KLF: Yeah. Wow. Let’s just take a breath.

[SFX: Chimes fade out]

[SFX – Waves begin]

 

Before we go deeper into Brittney’s story, let me tell you a bit more about myself.

This podcast starts in the South, and so does my story.  

But a little further south, what I call the deep, deep, deep South. The Caribbean. 

[Waves intensify, bugs/birds]

 

ACT 2

KLF: I grew up in Dominica. Yes, you heard right. Dominica. Not the Dominican Republic.
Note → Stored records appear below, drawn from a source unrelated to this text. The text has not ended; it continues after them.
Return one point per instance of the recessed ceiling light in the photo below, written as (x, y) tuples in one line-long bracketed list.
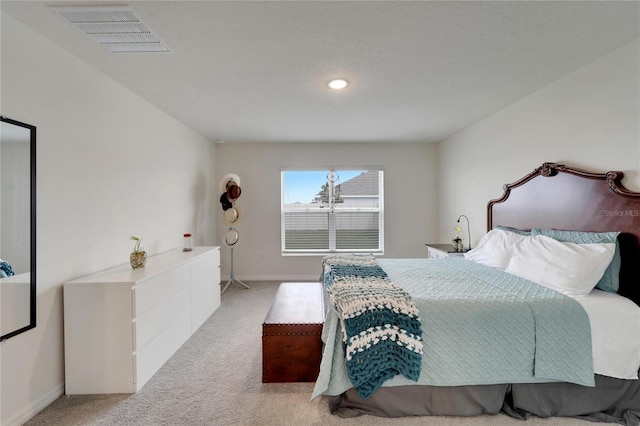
[(338, 84)]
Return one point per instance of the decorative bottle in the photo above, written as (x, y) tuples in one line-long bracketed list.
[(187, 244)]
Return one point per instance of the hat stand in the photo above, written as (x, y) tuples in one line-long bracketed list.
[(233, 276)]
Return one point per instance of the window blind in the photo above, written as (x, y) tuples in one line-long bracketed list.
[(349, 219)]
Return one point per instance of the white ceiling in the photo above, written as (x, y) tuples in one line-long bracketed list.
[(244, 71)]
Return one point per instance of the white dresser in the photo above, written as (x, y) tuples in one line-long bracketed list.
[(121, 325)]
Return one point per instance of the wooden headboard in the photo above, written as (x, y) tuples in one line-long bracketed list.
[(554, 196)]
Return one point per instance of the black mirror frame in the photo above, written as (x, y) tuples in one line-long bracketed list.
[(32, 292)]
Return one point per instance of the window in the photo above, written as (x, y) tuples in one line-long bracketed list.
[(332, 211)]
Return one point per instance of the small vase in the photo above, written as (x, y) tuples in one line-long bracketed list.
[(138, 259)]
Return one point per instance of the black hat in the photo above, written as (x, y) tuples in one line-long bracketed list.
[(226, 204)]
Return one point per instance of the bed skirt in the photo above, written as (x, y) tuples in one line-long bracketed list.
[(612, 400)]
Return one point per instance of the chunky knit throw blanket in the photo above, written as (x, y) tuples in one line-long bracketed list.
[(381, 328)]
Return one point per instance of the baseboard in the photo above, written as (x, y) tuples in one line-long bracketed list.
[(38, 405), (281, 278)]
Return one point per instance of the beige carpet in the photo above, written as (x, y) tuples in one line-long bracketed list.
[(215, 379)]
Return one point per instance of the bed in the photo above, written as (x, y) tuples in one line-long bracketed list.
[(458, 376)]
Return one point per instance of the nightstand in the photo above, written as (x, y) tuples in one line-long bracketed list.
[(435, 251)]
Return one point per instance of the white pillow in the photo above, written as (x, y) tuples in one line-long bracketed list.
[(571, 269), (495, 248)]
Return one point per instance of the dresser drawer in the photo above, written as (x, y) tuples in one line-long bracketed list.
[(154, 321), (153, 291), (150, 358)]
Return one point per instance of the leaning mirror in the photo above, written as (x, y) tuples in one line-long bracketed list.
[(17, 227)]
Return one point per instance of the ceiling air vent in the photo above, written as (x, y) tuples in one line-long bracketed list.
[(118, 30)]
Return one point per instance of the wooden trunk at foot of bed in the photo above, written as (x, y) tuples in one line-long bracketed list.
[(292, 334)]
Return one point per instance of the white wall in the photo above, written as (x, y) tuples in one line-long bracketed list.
[(109, 165), (589, 119), (410, 172)]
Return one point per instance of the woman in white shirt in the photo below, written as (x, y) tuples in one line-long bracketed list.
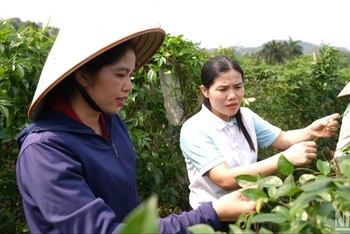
[(221, 141)]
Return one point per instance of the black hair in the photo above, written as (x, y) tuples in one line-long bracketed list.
[(212, 69), (66, 86)]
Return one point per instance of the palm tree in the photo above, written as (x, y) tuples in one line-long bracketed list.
[(293, 48), (273, 52)]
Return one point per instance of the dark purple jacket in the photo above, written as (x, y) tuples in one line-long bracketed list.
[(75, 181)]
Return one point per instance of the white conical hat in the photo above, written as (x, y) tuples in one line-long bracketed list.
[(345, 92), (77, 44)]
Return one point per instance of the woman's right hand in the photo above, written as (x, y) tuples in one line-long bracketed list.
[(230, 206), (301, 153)]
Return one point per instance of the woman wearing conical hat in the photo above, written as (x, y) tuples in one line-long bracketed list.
[(344, 134), (76, 169)]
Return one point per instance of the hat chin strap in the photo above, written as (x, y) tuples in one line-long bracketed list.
[(87, 98)]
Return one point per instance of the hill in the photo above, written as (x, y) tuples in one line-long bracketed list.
[(307, 48)]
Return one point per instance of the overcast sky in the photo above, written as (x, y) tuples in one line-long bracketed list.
[(247, 23)]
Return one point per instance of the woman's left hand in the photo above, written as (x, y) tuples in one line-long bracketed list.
[(325, 127)]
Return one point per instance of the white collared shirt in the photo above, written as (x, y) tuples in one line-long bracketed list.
[(206, 141)]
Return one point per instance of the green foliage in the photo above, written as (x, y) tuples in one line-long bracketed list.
[(143, 218), (313, 204), (22, 55), (289, 96), (156, 141)]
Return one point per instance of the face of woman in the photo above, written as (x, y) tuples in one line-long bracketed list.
[(226, 94), (110, 87)]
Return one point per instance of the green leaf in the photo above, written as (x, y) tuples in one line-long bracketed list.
[(260, 203), (253, 194), (201, 228), (272, 193), (4, 111), (143, 219), (20, 70), (287, 190), (306, 177), (245, 180), (263, 230), (270, 217), (345, 168), (270, 181), (323, 166), (323, 184), (281, 210), (284, 166)]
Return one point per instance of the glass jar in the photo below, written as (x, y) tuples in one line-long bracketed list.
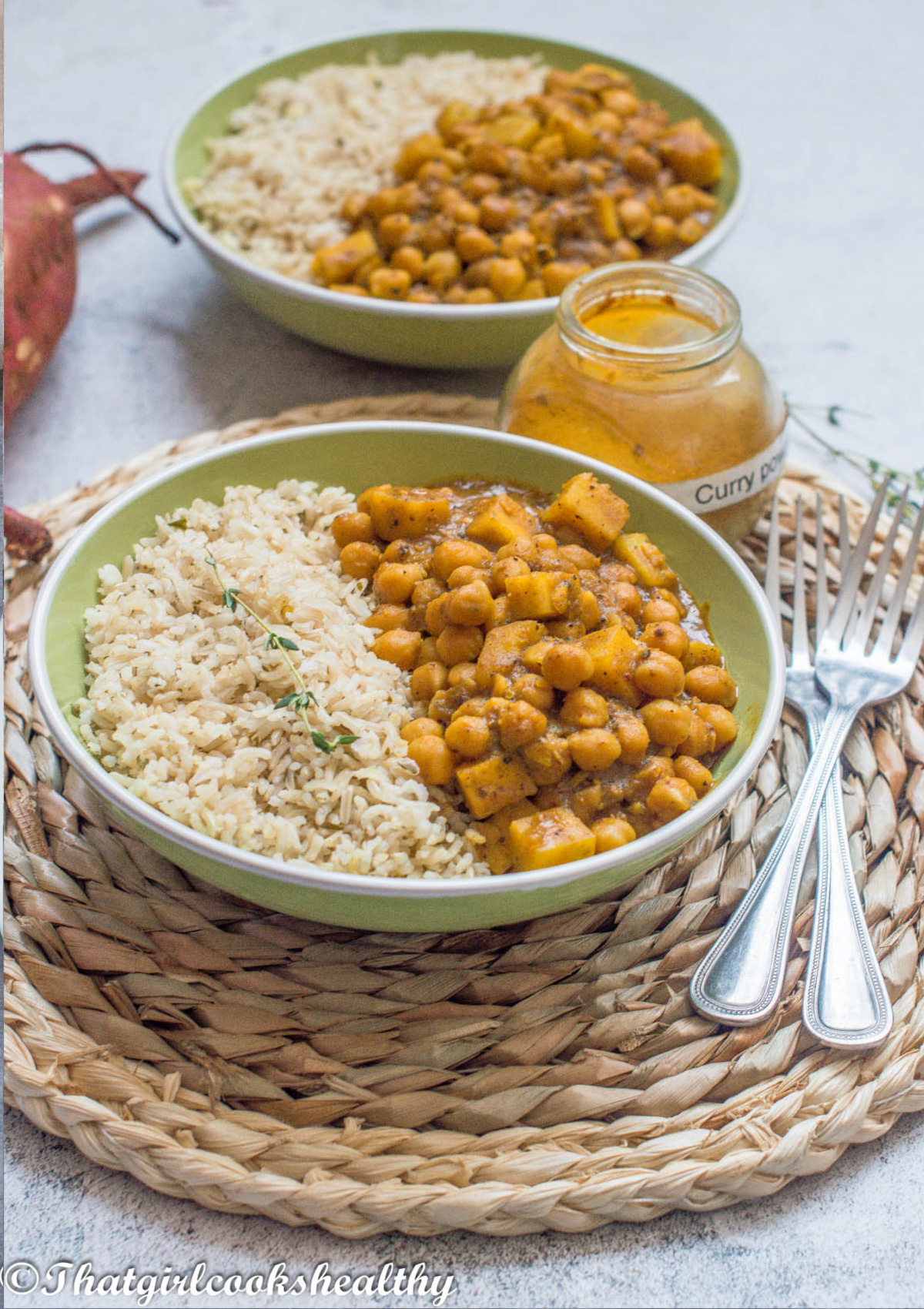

It’s a different island in the middle of the Caribbean

[Waves transition into river/creek sound]

 

It’s called the Nature Isle for its mountains and its 365 rivers. It has a population of 70,000 people, mostly Black, descended from Africans brought over during the slave trade. There are also the indigenous Kalinago people. And a handful of white people. 

[Naturescape fades to sound of running car]

 

It’s 1974, 2 years before Dominica’s independence, and I am 8. My mother, sister, brother, and I. 

[Engine cuts off, doors close, transition to sounds of the city outside]

just finished a long, bumpy, and dusty ride to Roseau, the capital town. I hate Roseau. 

[Metal doors open, close, transition to inside hospital sounds]

 

The air is heavy and sticky inside the Harlsboro Medical Building.

We walk past a dozen people who’ve been waiting to be seen for hours. 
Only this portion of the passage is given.